Chief whip Julian Smith blocked the path of some ministers, and attempted to redirect them. He had also managed to speak to some of the Cabinet ministers who then rebelled to clarify that the plans had changed to a three-line whip against the motion. Pincher was spotted deep in conversation with Steve Brine, a junior health minister, who then changed his direction and voted with the government and against the motion. Other bouts of arm-twisting were less successful: the government lost the vote on its own motion 321 votes to 278.
Why the panic? The Spelman amendment, which passed by just four votes, has no real legal force, though of course its supporters will argue that it has the moral force as the voice of the Commons to force the government to take the necessary legislative steps. Many MPs reported total confusion as they walked into the lobbies because no one had really considered what to do if the Spelman amendment passed. One MP said: ‘It was agony.’ Another described the atmosphere as ‘poisonous’.
This is partly because Caroline Spelman herself didn’t move the vote, and it was instead pressed by Yvette Cooper, who argued that the ministerial assurances offered were insufficient. So the whips had just minutes between this surprise, close result and the main motion to work out what they should do. It seems that the decision was taken in a discussion between May, David Lidington, the Prime Minister’s PPS Andrew Bowie and Julian Smith in her office in the minutes after the Spelman result.
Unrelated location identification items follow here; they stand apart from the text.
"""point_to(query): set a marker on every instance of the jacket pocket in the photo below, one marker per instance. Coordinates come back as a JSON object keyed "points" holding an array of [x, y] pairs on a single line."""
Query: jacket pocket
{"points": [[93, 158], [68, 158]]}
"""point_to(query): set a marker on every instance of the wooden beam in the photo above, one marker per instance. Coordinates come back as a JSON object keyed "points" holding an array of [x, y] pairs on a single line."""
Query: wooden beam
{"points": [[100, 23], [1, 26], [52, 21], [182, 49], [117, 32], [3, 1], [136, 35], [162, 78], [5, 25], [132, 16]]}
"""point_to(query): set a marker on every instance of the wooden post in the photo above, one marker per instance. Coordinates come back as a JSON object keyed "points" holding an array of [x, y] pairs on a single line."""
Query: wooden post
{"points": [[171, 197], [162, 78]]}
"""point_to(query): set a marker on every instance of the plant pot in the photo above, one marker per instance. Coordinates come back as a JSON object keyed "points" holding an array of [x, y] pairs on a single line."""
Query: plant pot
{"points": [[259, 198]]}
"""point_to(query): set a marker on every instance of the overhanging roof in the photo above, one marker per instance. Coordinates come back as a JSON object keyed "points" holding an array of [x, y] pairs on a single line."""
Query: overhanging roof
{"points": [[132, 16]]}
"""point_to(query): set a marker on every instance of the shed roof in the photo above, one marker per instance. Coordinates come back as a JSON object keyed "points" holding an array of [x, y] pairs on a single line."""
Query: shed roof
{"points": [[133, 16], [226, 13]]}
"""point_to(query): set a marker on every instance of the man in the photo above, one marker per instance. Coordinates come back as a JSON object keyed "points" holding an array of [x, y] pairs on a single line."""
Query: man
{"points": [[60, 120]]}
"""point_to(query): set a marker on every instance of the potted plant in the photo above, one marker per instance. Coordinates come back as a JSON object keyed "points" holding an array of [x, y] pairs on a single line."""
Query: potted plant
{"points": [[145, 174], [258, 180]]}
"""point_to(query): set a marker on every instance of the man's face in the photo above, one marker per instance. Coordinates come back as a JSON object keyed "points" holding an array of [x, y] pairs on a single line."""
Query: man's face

But the whips then appear to have found themselves at odds with May’s own chief of staff Gavin Barwell, who is alleged to have told some ministers that if they abstained, they wouldn’t face the sack.
Now MPs are bombarding their whips with their own messages, demanding that the ministers who broke the three-line instruction and abstained be sacked. They are arguing that if those ministers, who include Cabinet members David Gauke, Amber Rudd and David Mundell, are not sacked, then the government will have no way to persuade any colleagues to come into line for future votes. Not that the whips have had much leverage on this front for a while, anyway.